Çay, Trump 2.0'ın Çin ekonomisi üzerinde en büyük risk faktörü gümrük vergileri olduğunu kaydederek, "ABD seçimleri öncesi yüzde 60’ı dile getiren Trump’ın bu söylemi gerçekleşecek mi yoksa pazarlık unsuru mu? Gerçekleşmeden bilemeyiz." dedi.
ABD-Çin ticaret ilişkilerine değinen Çay, 2023 yılında iki ülke arasındaki toplam ticaret hacminin 575 milyar dolar olduğunu anımsattı.
Trump’ın yüzde 20 veya yüzde 60 oranında gümrük vergisi uygulamasının Çin ekonomisinin büyüme hedefleri üzerinde ciddi etkiler yaratabileceğini belirten Çay, "Goldman Sachs'ın tahminine göre yüzde 20’lik bir vergi, büyümeyi yüzde 0,7 oranında düşürebilirken, UBS’in tahminine göre yüzde 60’lık bir vergi, yüzde 1.5’lik bir kayba yol açabilir.” diye konuştu.

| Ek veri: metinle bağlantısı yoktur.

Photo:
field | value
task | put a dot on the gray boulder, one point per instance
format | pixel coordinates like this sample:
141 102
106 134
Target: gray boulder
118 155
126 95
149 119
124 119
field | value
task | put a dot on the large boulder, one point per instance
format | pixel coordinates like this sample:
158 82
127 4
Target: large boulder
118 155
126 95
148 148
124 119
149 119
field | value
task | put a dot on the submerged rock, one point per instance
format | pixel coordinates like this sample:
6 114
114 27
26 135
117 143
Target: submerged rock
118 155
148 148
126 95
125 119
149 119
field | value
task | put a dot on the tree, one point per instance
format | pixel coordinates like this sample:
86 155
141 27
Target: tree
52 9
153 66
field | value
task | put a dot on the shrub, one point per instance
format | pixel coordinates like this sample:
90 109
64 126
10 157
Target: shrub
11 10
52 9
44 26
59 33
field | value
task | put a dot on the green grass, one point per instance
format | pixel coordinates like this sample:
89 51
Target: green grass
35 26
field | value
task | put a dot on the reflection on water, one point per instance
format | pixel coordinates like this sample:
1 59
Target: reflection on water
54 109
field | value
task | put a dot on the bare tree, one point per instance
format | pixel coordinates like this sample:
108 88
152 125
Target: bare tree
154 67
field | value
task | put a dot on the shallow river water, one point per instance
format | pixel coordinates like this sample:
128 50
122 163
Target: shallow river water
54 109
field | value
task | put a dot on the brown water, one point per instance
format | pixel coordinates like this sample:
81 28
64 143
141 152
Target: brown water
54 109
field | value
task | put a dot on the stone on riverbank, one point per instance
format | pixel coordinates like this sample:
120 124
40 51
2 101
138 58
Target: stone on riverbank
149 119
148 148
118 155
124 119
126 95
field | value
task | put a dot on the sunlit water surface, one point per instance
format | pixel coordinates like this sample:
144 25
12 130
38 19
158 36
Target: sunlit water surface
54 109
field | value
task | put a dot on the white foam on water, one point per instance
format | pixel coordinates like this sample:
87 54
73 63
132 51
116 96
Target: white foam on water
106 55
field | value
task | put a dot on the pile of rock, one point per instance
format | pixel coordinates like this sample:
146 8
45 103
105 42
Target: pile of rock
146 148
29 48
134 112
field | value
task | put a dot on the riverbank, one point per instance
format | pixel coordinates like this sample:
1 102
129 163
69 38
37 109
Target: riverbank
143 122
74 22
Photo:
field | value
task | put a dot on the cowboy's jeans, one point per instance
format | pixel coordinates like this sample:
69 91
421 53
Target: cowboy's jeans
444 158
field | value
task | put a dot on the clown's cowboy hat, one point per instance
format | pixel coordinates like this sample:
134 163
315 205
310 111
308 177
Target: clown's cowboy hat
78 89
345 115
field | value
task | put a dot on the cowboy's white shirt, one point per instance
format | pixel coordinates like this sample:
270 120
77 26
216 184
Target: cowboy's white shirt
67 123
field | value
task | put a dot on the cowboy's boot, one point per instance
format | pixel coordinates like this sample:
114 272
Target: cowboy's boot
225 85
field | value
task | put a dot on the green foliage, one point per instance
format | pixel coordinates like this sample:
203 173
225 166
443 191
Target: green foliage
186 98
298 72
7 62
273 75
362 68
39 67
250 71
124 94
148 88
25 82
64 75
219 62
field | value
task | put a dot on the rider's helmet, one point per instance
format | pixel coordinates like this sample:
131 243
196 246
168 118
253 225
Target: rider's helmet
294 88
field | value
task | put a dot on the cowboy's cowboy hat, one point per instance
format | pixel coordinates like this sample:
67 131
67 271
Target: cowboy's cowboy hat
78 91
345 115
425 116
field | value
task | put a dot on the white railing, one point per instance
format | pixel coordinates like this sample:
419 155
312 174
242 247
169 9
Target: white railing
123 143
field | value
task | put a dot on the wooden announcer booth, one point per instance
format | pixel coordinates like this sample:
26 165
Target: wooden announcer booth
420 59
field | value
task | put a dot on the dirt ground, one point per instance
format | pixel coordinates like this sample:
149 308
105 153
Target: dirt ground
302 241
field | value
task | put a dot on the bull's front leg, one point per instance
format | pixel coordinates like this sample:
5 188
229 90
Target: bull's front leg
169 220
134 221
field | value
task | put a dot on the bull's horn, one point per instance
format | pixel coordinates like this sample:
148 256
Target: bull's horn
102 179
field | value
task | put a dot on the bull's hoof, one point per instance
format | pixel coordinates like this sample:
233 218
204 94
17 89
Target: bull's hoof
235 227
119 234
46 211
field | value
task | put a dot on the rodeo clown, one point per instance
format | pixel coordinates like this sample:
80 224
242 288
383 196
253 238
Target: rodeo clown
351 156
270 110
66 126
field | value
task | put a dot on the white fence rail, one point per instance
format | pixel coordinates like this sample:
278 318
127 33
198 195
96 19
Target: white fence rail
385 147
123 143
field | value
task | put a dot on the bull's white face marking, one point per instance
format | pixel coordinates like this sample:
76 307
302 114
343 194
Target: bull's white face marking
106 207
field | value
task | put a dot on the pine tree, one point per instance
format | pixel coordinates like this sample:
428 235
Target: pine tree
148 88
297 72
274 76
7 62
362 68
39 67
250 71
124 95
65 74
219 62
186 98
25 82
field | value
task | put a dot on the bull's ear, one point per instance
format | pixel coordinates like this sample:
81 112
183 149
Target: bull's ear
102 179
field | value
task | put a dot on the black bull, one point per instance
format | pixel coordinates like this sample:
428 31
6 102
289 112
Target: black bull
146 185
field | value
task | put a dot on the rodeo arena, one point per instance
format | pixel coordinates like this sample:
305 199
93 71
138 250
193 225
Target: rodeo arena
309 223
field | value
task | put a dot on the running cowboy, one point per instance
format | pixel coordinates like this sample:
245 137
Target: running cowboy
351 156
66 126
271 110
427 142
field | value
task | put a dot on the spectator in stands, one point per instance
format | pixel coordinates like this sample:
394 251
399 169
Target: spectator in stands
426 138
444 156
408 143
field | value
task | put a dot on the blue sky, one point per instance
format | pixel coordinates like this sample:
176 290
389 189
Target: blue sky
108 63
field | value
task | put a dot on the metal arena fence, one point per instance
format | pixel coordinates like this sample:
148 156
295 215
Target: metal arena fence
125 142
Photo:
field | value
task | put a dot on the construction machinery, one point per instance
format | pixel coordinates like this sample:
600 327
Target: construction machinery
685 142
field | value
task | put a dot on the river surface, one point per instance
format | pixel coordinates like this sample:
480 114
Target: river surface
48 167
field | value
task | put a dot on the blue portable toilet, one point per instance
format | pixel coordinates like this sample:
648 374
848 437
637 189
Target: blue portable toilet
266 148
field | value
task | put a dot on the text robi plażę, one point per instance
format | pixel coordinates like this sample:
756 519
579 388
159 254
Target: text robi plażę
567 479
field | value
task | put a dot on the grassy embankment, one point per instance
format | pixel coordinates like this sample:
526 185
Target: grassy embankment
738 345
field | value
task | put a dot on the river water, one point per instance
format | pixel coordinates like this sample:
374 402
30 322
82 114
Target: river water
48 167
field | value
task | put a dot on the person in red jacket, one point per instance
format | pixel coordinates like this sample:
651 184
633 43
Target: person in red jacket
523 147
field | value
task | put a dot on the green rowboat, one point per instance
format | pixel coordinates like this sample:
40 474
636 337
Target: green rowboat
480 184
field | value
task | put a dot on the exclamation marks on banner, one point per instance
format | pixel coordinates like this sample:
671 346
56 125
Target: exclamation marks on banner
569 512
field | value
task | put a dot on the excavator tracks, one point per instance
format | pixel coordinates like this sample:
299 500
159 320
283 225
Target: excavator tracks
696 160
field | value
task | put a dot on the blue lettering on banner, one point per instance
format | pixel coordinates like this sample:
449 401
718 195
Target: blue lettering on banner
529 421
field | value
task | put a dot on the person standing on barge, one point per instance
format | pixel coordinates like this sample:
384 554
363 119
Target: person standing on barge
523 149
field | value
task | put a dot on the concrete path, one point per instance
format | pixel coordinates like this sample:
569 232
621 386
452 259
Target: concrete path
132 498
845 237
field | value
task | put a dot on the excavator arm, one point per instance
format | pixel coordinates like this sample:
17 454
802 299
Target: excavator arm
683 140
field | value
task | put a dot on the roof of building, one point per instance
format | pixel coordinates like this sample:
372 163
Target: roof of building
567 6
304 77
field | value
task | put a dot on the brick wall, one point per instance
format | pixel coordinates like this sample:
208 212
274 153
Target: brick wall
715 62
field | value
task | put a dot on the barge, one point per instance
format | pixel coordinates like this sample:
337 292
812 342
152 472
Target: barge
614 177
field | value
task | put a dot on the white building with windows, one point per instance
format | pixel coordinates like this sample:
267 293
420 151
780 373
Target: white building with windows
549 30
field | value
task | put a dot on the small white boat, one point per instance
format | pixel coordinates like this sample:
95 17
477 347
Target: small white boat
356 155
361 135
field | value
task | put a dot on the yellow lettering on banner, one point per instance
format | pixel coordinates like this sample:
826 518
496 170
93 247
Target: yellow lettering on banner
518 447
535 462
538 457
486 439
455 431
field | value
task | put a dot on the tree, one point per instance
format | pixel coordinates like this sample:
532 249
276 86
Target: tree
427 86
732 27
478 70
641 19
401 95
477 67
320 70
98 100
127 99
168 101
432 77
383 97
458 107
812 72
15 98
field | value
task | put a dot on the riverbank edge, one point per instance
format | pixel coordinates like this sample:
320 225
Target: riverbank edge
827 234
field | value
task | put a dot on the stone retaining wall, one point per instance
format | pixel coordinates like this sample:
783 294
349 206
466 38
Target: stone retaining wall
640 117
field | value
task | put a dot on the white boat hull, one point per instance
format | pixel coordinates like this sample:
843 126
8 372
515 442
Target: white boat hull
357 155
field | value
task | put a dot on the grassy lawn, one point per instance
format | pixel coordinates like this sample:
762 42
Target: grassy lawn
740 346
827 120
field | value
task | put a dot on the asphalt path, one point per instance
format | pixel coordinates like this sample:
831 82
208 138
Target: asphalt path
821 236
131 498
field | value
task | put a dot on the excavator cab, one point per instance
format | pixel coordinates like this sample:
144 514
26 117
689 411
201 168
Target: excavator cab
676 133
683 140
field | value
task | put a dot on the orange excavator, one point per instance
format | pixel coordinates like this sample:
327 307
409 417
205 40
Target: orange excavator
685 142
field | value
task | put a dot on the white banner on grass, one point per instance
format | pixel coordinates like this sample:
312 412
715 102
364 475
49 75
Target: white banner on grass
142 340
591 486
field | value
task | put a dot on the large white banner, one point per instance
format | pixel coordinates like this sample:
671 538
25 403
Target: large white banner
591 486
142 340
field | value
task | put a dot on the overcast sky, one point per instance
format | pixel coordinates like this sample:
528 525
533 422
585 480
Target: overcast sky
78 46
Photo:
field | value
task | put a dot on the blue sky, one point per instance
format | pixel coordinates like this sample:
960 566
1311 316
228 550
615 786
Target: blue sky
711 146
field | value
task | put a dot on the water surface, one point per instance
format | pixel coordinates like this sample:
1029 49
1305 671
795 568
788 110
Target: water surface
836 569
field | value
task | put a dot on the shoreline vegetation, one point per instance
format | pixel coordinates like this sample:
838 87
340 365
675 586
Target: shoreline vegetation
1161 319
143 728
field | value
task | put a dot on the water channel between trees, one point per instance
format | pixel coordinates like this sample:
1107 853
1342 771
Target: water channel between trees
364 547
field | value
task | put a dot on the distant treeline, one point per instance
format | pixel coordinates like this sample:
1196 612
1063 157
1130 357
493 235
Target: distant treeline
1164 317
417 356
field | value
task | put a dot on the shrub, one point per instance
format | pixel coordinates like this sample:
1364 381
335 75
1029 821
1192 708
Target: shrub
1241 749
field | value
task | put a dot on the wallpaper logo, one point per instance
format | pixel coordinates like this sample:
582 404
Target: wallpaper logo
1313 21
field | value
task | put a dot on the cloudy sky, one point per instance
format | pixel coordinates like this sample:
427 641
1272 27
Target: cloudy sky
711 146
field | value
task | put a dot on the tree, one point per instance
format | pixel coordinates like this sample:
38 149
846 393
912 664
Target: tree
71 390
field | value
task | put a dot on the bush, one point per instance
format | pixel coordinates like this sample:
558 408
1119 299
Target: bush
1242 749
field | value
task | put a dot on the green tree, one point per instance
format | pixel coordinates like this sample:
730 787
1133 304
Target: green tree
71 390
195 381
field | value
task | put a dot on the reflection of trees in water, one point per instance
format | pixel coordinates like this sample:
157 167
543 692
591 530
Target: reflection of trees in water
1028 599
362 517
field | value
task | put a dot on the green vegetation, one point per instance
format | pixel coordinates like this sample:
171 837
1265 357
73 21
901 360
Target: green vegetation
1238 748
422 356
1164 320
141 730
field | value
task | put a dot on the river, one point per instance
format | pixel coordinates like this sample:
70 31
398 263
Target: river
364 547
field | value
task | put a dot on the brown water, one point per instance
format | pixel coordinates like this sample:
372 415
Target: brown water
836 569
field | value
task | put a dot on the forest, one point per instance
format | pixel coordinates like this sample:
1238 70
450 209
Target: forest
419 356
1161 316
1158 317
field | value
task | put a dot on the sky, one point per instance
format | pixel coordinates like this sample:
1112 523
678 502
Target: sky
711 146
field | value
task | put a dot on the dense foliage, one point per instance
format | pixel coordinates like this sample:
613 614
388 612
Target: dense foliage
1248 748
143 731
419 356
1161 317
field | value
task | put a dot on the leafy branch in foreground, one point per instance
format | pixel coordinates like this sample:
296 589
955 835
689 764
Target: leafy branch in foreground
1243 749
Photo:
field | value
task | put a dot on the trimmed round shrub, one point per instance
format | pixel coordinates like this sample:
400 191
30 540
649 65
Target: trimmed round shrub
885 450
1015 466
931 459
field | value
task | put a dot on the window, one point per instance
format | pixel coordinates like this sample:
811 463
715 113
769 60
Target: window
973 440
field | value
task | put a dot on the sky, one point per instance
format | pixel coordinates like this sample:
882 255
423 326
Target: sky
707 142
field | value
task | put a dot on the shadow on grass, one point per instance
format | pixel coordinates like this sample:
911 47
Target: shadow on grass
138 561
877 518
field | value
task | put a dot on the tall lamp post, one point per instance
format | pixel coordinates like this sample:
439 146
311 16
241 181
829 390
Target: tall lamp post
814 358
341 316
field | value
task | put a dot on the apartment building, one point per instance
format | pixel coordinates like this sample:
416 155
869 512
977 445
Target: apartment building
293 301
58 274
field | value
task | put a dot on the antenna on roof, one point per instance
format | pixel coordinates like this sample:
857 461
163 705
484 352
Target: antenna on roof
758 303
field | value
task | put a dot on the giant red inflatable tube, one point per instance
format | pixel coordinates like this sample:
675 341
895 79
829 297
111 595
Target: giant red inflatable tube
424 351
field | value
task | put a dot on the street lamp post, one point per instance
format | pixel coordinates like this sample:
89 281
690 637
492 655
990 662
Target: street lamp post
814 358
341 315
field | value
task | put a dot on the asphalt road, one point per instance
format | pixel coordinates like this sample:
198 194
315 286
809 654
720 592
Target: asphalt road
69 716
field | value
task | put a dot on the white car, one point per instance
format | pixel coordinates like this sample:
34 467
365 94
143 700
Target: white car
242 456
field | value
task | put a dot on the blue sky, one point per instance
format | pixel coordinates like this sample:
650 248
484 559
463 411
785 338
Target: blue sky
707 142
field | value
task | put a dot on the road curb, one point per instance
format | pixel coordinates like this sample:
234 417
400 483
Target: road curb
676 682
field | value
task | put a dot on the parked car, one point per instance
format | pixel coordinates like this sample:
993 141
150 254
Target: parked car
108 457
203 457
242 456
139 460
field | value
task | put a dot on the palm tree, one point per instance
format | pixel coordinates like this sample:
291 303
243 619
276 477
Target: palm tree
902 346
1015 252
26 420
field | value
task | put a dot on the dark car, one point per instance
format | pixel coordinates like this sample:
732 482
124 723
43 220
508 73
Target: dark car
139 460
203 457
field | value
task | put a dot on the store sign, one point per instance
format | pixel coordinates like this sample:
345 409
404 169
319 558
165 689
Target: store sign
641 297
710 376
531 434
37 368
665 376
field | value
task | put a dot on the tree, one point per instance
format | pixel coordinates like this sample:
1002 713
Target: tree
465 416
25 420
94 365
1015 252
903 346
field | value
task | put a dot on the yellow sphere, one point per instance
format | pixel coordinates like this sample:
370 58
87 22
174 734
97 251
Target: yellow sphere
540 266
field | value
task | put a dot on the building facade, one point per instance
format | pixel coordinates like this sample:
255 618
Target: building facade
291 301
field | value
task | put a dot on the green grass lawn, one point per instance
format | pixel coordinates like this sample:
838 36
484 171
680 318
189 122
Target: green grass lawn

Çay, Çin ekonomisinin 2025 için büyüme bazlı senaryoların hedeften ciddi oranda sapmaya yol açabilecek olmasının en önemli risklerden biri olduğunu dile getirerek, "Trump 2.0 senaryosu, önümüzdeki iki yıl için en büyük belirsizliklerden biri olarak karşımıza çıkıyor. 2025 için yüzde 5 civarında hedeflenen büyümede yeni gümrük vergilerinin devreye girmesiyle sapmalar olabilir." değerlendirmesinde bulundu.
Açıklanan 10 trilyon yuanlık mali paketin yanı sıra sermaye piyasalarına yönelik destekleyici adımların önemine işaret eden Çay, bu hamlelerin yeterli olup olmayacağının gümrük vergilerine bağlı olduğunu kaydetti.
Çay, bu yıl yeni paketlerin kapıda olduğunu belirterek, "Şimdilik 10 yıllık tahvil getirilerinde yaşanan düşüş, bizce net bir deflasyon-borçluluk sarmalına giriş değil. Riskler ise yok değil. Politik kararlar bu risklerin azalıp azalmayacağını belirleyecek." ifadelerini kullandı.